To be diverse as to skin color or ethnicity is a good thing. The church must never draw lines against those elements when it comes to evangelism and inclusion. Then when they come into the church, those differences should be transcended and the melting pot metaphor applied. That means believing the same thing, living by the same principles, and sharing the same vision. The same doctrines should be espoused and the same standards of holiness adopted.
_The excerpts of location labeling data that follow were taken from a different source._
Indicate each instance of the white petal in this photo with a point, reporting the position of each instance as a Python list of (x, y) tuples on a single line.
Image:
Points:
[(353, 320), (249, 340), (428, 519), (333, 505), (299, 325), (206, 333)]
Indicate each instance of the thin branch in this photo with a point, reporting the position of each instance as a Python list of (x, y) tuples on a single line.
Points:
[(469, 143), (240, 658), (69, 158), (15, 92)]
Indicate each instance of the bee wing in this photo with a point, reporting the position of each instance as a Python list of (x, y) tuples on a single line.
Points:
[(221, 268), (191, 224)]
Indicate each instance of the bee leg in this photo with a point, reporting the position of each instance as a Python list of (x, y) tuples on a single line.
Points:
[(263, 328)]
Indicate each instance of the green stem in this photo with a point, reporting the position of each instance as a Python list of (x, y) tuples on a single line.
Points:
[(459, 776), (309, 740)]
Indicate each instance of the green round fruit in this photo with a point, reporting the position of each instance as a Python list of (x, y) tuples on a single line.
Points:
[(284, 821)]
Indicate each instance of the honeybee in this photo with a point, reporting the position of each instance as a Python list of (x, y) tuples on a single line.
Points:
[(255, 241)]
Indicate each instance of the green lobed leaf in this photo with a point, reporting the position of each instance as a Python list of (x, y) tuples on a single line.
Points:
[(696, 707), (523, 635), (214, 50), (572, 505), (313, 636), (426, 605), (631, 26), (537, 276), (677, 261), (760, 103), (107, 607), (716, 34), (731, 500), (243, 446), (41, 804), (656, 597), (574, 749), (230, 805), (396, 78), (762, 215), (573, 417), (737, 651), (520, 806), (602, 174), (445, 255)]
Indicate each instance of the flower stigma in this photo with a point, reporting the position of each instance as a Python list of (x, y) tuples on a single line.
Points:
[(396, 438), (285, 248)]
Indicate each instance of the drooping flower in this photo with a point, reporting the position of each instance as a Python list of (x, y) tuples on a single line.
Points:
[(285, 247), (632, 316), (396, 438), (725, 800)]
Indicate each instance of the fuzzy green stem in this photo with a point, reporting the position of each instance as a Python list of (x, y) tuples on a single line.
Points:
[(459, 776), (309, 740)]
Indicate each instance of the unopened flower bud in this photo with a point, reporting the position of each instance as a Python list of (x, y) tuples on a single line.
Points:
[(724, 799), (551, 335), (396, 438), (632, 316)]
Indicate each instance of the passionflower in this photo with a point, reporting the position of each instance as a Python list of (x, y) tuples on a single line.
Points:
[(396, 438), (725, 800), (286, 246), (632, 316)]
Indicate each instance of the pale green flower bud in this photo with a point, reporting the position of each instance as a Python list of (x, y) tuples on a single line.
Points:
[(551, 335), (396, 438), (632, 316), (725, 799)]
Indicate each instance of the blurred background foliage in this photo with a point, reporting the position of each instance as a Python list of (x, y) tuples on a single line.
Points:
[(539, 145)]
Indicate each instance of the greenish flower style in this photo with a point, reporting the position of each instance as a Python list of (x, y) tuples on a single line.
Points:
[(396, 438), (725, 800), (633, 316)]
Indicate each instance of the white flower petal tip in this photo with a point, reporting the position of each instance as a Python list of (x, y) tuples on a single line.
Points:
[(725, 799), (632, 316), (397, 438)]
The ministerial body should example this concept. Paul instructed the Corinthian church in this way: “Now I beseech you, brethren, by the name of our Lord Jesus Christ, that ye all speak the same thing, and that there be no divisions among you; but that ye be perfectly joined together in the same mind and in the same judgment” (I Corinthians 1:10). Why isn’t that same admonition appropriate today?

In a pluralistic culture, all viewpoints are given the same weight and space. There are no absolute truths. Each cultural segment is allowed its own beliefs and ethics. Is that the church of our vision? The church of the future where our children and grandchildren will attend? Where there are no lines, no judgment, only relativism? Jesus prayed for the oneness and unity of the church in John 17:22, not a Jewish church and a Gentile church (Galatians 3:28). Paul took substantial space in the Bible to promote a Christian togetherness, creating a single face for the church to present to the world.

The more diversity and multiculturalism there is in America—the mantra of those wishing ill for America—the weaker will be our national unity. United we stand; divided we fall. In the same way, when there are differences among us when it comes to doctrine and lifestyles, the body of Christ is weakened. The time has come when a pastor who has a family moving to a distant city is put into a quandary—will there be a church near them that maintains the same belief system and standards? Time was when a family moved, all a pastor had to do was look in the Ministerial and Church Directory. If there was a listed church near them—Eureka! One cannot be so naïve today.

Let’s pray for a positive answer to the prayer of Paul—that we become more alike than increasingly diverse. The same thing that decimated the early church—accommodation to an unbelieving culture in order to gain recognition and acceptance—can also decimate the endtime church. It must not happen!